A set of hands latched onto his forearms.

Shock dropped Gus’s mouth wide open.

“Fuckin’
work
, willya!” Talbert grated, covered in body armor and grimacing as he struggled to pull Gus up. He grabbed the Nomex by the loose folds covering Gus’s thigh and flipped him over the railing like a heavy sack of fertilizer.

Both men collapsed on the walkway, staring at each other.

“The fuck you come from?” a dazed Gus puffed at the missing man.

“The fuck
you
come from?” Talbert shot back, stooping low behind the railing.

“The fuck you mean ‘you’? Adam sent me to look for your missing ass.”

“Yeah, well, y’took your goddamn time.”

“I just fuckin’
got
here!”

“I heard you come in a couple of fuckin’ hours ago! The fuck you doin’ down there? Makin’ a sandwich? Tourin’ the goddamn grounds?”

“Hey, dicksmack! There’s a fuckin’ army of shitbags down there, in case you haven’t noticed. And a Snow White bitch shootin’
arrows
into my fireproofed ass.”

“Yeah, I know all about that afterbirth,” Talbert said, becoming serious. He wore no helmet. The black plates and scales of his armor looked intact, but the creepy part in his hair had been tussled.

“You know him?” Gus barked.

“Jesus Christ, I’ve been holed up here for fuckin’ half a
week
––course I know about him.”

Something puzzled Gus. “Where’s the rest of your knob gobblers?”

“Hey, they’re
assholes
to you. They’re dead.”

That one word took the wind out of Gus.

Talbert shook his head and was about to speak when he looked to the first floor. His eyes narrowed. “Holy fuckin’
shit
.”

The Korean mask archer stepped through the door beneath, bow held at the ready.

“It’s him.”

“Who’s ‘him’?” Gus wanted to know, pressing himself against the wall.

“Fuckin’ Donald.”

The sudden mundaneness of the name befuddled Gus’s bullet train of thought.

“Who?”

“Gus, shut that shit trap you call a mouth for a second, willya?”

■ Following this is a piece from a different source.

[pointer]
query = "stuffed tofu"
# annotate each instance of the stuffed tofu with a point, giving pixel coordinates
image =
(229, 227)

The archer sidestepped toward the fireplace on the living room’s far side, grinning mask upturned in their direction, studying them merrily. He retrieved a fistful of arrows from his back, nocking one and managing the others between his fingers of his string hand.

“Well, shit,” Talbert grated. “You better be able to run.”

“Yeah, why?”

“Good, ’cause he’s gonna machine-gun us, and I’m not fuckin’ carryin’ your saggy ass.”

“Wha––”


C’mon!

Talbert bolted for the far end of the carpeted walkway, toward a doorway. Gus froze for a second before rising and following, running, sneaking quick peeks at the ghostly figure of Donald below. The archer wasn’t moving at all.

But he
was
aiming.

Then the arrows flew.

A section of the railing splintered from the impact of the first barbed head.

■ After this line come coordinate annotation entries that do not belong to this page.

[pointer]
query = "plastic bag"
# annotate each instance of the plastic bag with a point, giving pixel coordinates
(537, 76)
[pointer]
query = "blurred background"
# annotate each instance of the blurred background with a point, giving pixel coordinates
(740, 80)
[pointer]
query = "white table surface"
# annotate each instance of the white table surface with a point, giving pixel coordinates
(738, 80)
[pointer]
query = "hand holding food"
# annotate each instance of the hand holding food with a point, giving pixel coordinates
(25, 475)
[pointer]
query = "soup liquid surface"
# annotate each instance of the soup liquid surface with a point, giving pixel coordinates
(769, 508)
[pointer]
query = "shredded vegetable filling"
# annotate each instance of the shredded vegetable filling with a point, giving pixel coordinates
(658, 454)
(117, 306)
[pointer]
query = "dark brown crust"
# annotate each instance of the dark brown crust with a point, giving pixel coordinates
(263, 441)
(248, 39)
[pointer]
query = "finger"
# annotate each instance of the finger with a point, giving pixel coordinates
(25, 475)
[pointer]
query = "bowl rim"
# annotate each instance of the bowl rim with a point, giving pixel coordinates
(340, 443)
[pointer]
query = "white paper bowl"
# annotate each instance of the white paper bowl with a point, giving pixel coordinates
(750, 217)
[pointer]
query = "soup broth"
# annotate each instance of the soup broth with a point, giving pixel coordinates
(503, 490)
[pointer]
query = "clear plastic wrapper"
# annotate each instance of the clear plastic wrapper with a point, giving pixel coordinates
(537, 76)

Another arrow ricocheted off Gus’s helmet, bouncing him off the wall. He crashed to the floor.

A third snake sizzled between two posts and struck him like a pickaxe.

“C’mon!” Talbert yelled at him.

Gus pulled himself up, feeling like a fly ripping its own wings off, and staggered forward to the doorway, where a crouched Talbert waved him home.

“Run, y’chickenshit,
run! Everything you got! C’mon!

Three more arrows sizzled through the railing, pummeling Gus’s frame and hindering him like a wounded elephant. The shafts bounced off and hit the wall, raining onto the carpet. Bent over, on hands and feet with his ass up, Gus staggered to the door.

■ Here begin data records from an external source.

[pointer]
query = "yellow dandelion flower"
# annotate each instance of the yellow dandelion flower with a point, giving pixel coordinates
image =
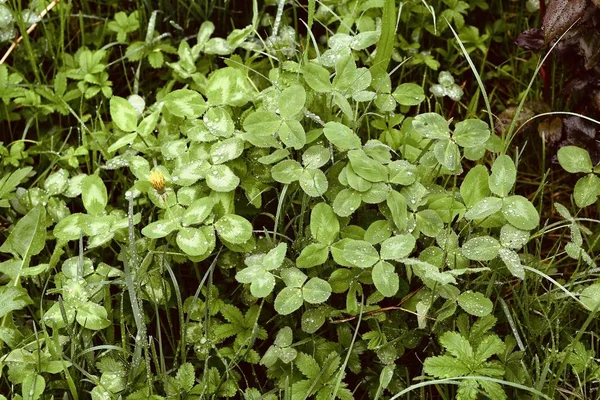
(157, 180)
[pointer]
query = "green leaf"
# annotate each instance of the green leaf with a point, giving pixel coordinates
(92, 316)
(185, 103)
(475, 303)
(482, 248)
(198, 211)
(287, 171)
(221, 178)
(590, 297)
(447, 154)
(227, 86)
(291, 101)
(192, 241)
(471, 133)
(234, 229)
(262, 123)
(360, 253)
(33, 386)
(397, 205)
(94, 195)
(385, 278)
(317, 77)
(313, 182)
(409, 94)
(341, 136)
(346, 202)
(574, 159)
(160, 228)
(28, 237)
(292, 134)
(324, 225)
(312, 255)
(13, 298)
(512, 262)
(586, 190)
(366, 167)
(316, 291)
(398, 246)
(274, 258)
(288, 300)
(431, 126)
(484, 208)
(475, 186)
(123, 114)
(519, 212)
(504, 176)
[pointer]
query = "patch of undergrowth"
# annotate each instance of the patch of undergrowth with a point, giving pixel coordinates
(282, 215)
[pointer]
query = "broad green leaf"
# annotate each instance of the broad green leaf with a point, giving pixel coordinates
(94, 195)
(346, 202)
(324, 225)
(92, 316)
(366, 167)
(291, 101)
(287, 171)
(317, 77)
(574, 159)
(28, 237)
(221, 178)
(513, 238)
(226, 150)
(123, 114)
(234, 229)
(313, 182)
(262, 123)
(519, 212)
(274, 258)
(385, 278)
(431, 126)
(475, 187)
(586, 190)
(13, 298)
(69, 228)
(192, 241)
(227, 86)
(409, 94)
(198, 211)
(512, 262)
(312, 255)
(292, 134)
(160, 228)
(475, 303)
(590, 297)
(447, 154)
(471, 133)
(360, 253)
(316, 291)
(504, 176)
(288, 300)
(315, 156)
(484, 208)
(402, 172)
(482, 248)
(185, 103)
(341, 136)
(397, 205)
(398, 246)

The last foot, Talbert reached out and grabbed him by the shoulders, hauling him out of harm’s way.

Gus fell onto a queen-sized bed while Talbert slammed the door behind and propped a chair up under the knob. Gus groaned, feeling as if he’d just been pulled out from under a stampede. Every movement hurt.

“All right,” Talbert said. “If that cocksucker decides to climb up after your ass, he’s gotta come through that door. And if he does, I’ll split his fuckin’ head open and giggle all the while.”

Gus saw Talbert brandished Matt Miller’s machete. The bedroom, rustic with ergonomically matching furniture and eye-pleasing earth colors, spun for a second.

“You okay?”

The question coming from Talbert surprised him, but his helmet hid it. “Feel like corn kernels… in a flattened piece of shit.”

Talbert chuckled darkly. “You’re a poet, bro.”

Gus let that one go, seeing how the dickhead had saved his ass and all.

“That coat,” Talbert nodded, indicating Gus’s. “Must be puncture proof. Same shit as Kevlar vests.”